Streams
Processes use streams for all of their I/O operations. A stream is a sequence of bytes. The bytes can represent any kind of data, for example, text, images, video, audio. In introductory programming courses, streams are associated with files. A program reads or writes a stream of data from a file on a storage device. But we will see that streams are much more versatile. We will show how programs can read or write streams of data from other programs. In other words, we will see that streams can be used to implement Inter-process Communication.
- https://en.wikipedia.org/wiki/Stream_(computing)
- https://docs.oracle.com/en/java/javase/21/docs/api/java.base/java/io/package-summary.html
Here are references to several online book chapters that review using streams, mostly for file I/O.

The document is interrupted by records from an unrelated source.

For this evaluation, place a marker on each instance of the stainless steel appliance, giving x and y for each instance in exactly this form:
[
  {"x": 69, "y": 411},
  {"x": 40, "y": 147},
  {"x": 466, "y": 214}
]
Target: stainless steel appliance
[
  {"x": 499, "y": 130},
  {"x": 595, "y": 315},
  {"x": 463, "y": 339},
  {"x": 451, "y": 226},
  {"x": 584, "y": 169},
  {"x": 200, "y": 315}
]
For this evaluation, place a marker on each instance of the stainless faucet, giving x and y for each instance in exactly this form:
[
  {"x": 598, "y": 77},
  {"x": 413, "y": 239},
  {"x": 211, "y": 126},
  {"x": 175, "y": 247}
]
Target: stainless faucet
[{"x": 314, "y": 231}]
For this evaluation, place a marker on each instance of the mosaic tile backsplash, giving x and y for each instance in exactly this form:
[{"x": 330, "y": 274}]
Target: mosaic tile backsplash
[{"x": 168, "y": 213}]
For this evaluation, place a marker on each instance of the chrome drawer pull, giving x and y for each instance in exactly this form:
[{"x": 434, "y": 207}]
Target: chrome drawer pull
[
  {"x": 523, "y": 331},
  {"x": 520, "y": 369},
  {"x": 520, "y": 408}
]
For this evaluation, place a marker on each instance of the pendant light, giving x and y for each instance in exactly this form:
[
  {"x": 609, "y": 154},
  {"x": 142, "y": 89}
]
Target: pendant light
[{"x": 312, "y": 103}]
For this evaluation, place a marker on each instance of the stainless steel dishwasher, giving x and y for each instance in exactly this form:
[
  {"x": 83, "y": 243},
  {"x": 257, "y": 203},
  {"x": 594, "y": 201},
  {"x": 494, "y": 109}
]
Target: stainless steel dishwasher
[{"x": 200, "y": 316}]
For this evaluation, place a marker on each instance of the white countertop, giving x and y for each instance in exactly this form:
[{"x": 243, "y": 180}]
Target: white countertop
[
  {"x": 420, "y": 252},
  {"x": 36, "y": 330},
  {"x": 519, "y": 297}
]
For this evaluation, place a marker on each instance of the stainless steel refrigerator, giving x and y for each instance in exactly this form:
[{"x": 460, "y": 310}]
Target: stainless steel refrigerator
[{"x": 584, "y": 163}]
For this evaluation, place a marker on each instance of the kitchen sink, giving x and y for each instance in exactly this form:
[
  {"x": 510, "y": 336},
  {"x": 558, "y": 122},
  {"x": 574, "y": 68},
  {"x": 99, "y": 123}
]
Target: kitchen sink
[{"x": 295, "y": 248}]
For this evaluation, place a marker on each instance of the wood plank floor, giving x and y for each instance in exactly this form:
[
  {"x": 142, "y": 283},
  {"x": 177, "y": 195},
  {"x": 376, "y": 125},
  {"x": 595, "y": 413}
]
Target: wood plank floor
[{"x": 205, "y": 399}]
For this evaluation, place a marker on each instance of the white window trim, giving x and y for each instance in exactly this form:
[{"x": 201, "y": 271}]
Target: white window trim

- Chapter 11: Files and Streams (PDF) from Java Java Java
- Chapter 2, Input and Output from Core Java, Volume II--Advanced Features, 11th Edition
- Section 11.1, I/O Streams (PDF) (Source code)
- Chapter 7, Input/Output from Java Language Features
- Chapter 11, Saving and Loading Information (code)from Carleton University
- Chapter 6, Streams and File/Device I/O (code) from Carleton University
- I/O Streams from the Java Tutorials
NOTE: The Java language now has two very different kinds of object that
are called "streams". There are the traditional I/O streams that we introduce
in this document. In addition, starting in Java 8, Java defined a Stream
class that is an implementation of the Stream abstract data type, an idea that
comes from functional programming languages. The new Stream class is not for
doing I/O. The new Stream class provides a modern way to process data
structures from the Java Collections Framework.
- https://docs.oracle.com/en/java/javase/21/docs/api/java.base/java/util/stream/package-summary.html
- https://docs.oracle.com/en/java/javase/21/docs/api/java.base/java/io/package-summary.html
Here are the basic "stream" classes in Java. You can see that the
java.util.stream.Stream class is nothing like the java.io.InputStream
or java.io.OutputStream classes.
- https://docs.oracle.com/en/java/javase/21/docs/api/java.base/java/io/InputStream.html
- https://docs.oracle.com/en/java/javase/21/docs/api/java.base/java/io/OutputStream.html
- https://docs.oracle.com/en/java/javase/21/docs/api/java.base/java/util/stream/Stream.html
The Stream abstract data type is becoming an important part of modern programming languages. It plays a big part in modern Java.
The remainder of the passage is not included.